Chemical Tankers: Chemical tanker market conditions generally remained strong in 2023 with swing tonnage continuing to trade in the CPP market, though some easing was seen from record levels in late 2022. The 1yr TC rate for a 19,999 dwt ship averaged a record $19,292/day across 2023

Car Carriers: Charter rates remained at all time highs, with support from record trade volumes, including surging long-haul Chinese exports (notably of EVs). Since 2019, global seaborne car trade in ceu-miles has grown by 19%, vs a 1% expansion in fleet capacity. By end 2023 the 1yr TC rate for a 6,500 ceu PCTC stood at a record $115,000/day, having remained above $100,000/day since late 2022.

Shipbuilding: Global shipyard output increased 10% y-o-y to 35m CGT (with China delivering 50% of output for the first time). There was a good flow of orders across 2023 (down 19% y-o-y in CGT but up slightly in DWT to 109m) with an increase in tanker orders (+235% by dwt, albeit from a low base). The orderbook is still overall only 12% of the fleet but is highly skewed to containerships and gas carriers in the coming years (meaning some potential constraints for tanker and bulker supply). Yard “forward cover” is a healthy ~3.6 years and our overall newbuild price index rose 10%.

Seaborne Trade: Recovery & Distance. After stalling in 2022 (and despite the sometimes gloomy economic forecasts at times last year), global seaborne trade increased by 3% to 12.4bn tonnes (we are projecting 12.6bn in 2024 but will monitor economic “vulnerabilities”). Top performing trades (by volume) in 2023 were Cars (+15%), LPG (+6%) and, supported by China’s reopening,

Dry Bulk (+4.3%) while container volumes remained weak (but bottomed out in the summer). And a 5% increase in global seaborne tonne-mile trade (a full year of redistribution of Russian oil flows supported oil / oil products tonne mile growth of 7% / 10%) represents the biggest growth since 2017: a helpful “distance kicker”. In Cruise, passenger volumes returned to pre-Covid-19 levels of 31m and some market optimism is creeping back.

World Fleet Supply: Fleet Renewal In Focus.
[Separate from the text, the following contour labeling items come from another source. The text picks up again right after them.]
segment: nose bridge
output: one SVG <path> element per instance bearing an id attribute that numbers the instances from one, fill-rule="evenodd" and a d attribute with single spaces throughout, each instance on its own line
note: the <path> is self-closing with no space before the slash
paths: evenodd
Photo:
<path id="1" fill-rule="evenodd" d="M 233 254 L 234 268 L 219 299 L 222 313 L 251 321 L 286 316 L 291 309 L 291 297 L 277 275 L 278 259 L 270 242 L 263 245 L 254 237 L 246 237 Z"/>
World fleet supply grew by a moderate 3.2% to 2.3bn dwt, with the tanker fleet growing by only 1.9% but the containership fleet by 8%. The average age of the world fleet increased to 12.6 years (2013: 9.7yrs) and we estimate 31% of tonnage will report D or E ratings under CII. S&P volumes have remained at elevated levels (steady y-o-y at 129.9m dwt) with tanker and bulker prices up ~15%. With increasing prices the value of the world fleet and orderbook has reached $1.8 trillion. Scrap volumes remained low (10.7m dwt) with pricing steady ($510/ldt). Financiers reported an active year but with strong competition for “top tier” and early repayments. Capital markets were generally quiet.

Managing Disruption & Going Green. So, along with plenty of “managing disruption” (see our briefs on the Red Sea / Panama) and “going green” (EEXI, CII and now EU ETS, net zero commitment from IMO), it has been another resilient and overall healthy year for many across shipping. Happy New Year and our best wishes for 2024!